Em Antonina, a Secretaria Municipal de Defesa Civil tem intensificado ações de prevenção voltadas principalmente às áreas suscetíveis a inundações e deslizamentos, todas cadastradas no Plano de Contingência Municipal. Em maio, o município realizou um simulado de evacuação no bairro do Jagatá, reunindo equipes da Defesa Civil Municipal e Estadual, Corpo de Bombeiros, Samu, Samae (Serviço Autônomo Municipal de Água e Esgoto) e representantes de cidades da região. A atividade teve como objetivo testar protocolos e fortalecer a integração entre os órgãos responsáveis pelo atendimento à população em emergências. Além disso, a prefeitura vem executando serviços de desassoreamento de rios, limpeza de canaletas, manutenção de estradas rurais e melhorias nos sistemas de drenagem para reduzir os riscos associados ao aumento das chuvas. 

Em Paranaguá, a Defesa Civil Municipal trabalha na atualização do plano de contingência e no fortalecimento da articulação entre as secretarias municipais. O município também intensificou ações de manutenção e limpeza de canais, rios e sistemas de drenagem, além de reforçar o monitoramento de áreas consideradas vulneráveis. As medidas foram discutidas em reuniões realizadas com a participação da Defesa Civil Estadual, que orienta os municípios na preparação para eventos climáticos extremos. O foco está na atualização do plano de contingência, no monitoramento das áreas vulneráveis e na integração entre as secretarias municipais para ampliar a capacidade de resposta do município. 

Em Guaraqueçaba, as ações têm como foco as particularidades de um município formado por dezenas de comunidades distribuídas entre ilhas, áreas rurais e localidades de difícil acesso. Segundo a Defesa Civil Estadual, a prefeitura vem participando das reuniões regionais de planejamento e apresentando periodicamente o andamento das medidas preventivas adotadas no município.

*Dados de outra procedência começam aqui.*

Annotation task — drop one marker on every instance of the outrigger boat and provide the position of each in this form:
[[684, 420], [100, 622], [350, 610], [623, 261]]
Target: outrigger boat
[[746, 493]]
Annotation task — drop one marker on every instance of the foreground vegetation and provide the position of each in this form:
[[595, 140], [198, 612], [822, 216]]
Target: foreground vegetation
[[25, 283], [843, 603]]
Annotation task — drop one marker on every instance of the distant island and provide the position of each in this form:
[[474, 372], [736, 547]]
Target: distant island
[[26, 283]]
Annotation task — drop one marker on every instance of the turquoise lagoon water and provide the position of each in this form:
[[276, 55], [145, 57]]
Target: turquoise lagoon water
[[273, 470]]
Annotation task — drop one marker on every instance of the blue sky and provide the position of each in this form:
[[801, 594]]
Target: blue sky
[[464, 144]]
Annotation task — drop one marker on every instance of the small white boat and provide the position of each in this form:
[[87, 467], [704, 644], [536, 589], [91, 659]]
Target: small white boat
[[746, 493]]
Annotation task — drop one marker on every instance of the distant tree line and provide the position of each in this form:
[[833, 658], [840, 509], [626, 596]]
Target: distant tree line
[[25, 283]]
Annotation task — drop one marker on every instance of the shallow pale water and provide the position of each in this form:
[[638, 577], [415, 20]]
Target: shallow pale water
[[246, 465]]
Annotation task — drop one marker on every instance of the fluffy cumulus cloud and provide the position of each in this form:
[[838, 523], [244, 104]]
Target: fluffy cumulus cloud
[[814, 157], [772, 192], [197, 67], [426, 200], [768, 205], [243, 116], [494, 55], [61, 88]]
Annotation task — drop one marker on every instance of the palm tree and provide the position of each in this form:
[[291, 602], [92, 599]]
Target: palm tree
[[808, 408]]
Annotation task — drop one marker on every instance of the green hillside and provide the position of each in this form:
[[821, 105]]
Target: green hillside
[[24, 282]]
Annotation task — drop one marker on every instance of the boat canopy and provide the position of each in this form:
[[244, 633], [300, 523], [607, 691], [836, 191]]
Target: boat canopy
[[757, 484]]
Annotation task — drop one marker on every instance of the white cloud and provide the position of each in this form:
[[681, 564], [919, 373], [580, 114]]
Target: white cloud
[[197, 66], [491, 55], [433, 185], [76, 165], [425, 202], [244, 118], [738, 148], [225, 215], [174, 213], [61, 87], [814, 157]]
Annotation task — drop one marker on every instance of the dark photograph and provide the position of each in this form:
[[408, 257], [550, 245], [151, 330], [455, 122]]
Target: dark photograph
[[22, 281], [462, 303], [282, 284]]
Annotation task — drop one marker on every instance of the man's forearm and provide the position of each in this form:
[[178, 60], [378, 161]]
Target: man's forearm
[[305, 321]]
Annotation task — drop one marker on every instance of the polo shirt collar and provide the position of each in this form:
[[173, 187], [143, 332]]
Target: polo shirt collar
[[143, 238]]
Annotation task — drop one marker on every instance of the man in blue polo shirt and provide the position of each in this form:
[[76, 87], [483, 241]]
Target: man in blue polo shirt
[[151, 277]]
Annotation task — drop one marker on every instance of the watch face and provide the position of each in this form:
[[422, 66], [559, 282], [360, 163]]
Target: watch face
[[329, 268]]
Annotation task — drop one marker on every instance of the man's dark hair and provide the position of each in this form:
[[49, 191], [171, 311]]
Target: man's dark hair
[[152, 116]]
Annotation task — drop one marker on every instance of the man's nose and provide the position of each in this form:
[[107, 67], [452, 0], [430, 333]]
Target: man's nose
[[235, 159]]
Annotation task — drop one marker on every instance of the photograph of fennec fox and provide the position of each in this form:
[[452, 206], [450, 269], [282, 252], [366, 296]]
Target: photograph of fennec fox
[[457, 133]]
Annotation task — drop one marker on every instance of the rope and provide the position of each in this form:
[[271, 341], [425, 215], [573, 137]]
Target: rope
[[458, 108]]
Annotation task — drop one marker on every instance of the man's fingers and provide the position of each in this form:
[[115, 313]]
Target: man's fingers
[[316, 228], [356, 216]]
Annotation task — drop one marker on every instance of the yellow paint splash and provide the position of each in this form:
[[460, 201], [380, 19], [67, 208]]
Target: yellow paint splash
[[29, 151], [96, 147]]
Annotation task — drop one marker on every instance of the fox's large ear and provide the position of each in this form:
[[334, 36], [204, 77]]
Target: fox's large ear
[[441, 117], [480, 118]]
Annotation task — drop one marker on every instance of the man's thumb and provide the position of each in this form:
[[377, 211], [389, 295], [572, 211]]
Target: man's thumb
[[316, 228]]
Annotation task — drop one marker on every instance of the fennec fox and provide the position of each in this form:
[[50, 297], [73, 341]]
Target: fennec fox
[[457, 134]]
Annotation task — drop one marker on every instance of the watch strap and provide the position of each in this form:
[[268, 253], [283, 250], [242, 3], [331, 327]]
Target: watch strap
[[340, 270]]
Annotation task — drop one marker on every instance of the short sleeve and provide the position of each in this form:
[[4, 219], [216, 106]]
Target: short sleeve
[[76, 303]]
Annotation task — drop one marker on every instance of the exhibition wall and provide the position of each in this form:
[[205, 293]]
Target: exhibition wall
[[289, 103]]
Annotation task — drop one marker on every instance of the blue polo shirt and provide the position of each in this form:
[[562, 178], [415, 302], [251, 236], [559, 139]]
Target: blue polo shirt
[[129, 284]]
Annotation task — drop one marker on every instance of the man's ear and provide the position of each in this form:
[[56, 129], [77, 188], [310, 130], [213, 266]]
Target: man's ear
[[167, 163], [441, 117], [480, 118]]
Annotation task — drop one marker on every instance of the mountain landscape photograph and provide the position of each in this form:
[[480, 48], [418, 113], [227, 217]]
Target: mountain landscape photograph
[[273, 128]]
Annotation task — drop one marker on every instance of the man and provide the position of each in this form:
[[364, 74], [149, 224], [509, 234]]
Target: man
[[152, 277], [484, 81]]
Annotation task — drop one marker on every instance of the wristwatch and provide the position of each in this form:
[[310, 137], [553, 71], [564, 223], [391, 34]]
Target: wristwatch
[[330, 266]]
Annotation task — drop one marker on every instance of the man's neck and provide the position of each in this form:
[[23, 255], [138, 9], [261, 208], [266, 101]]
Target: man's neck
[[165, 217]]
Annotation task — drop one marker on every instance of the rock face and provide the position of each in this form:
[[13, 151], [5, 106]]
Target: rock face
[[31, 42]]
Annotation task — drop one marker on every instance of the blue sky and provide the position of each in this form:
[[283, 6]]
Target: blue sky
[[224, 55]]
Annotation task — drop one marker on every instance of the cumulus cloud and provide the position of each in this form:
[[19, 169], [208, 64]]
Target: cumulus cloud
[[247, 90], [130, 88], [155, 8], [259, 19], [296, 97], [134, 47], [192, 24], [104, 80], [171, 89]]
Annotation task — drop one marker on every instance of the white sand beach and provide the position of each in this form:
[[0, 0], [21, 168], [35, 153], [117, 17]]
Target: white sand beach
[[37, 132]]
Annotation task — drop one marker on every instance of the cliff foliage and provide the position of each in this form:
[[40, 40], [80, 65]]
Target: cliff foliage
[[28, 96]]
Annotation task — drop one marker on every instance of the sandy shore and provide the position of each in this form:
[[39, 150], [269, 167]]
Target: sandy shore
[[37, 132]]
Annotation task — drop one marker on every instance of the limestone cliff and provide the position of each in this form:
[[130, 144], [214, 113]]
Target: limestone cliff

Entre as iniciativas previstas está a realização de simulados voltados à evacuação de comunidades insulares, com o objetivo de testar protocolos de comunicação, deslocamento e atendimento à população. O município também participa da atualização dos planos de contingência e do monitoramento das áreas consideradas mais vulneráveis a eventos climáticos extremos. 

A preparação também tem sido acompanhada por meio de reuniões periódicas entre a Defesa Civil Estadual e os municípios do litoral, com foco na atualização dos planos de contingência, no monitoramento das áreas de risco e na coordenação das ações preventivas. 

Para o secretário de Defesa Civil e Resiliência Climática de Morretes, Anderson Luís de Amorim Ferreira, o momento é de preparação. “A gente espera que isso não se confirme, mas, se acontecer, o município está se preparando para isso. Estamos treinando equipes, orientando as comunidades e fortalecendo nossa capacidade de resposta para que as pessoas saibam como agir e o poder público esteja pronto para atender quem precisar”, afirma.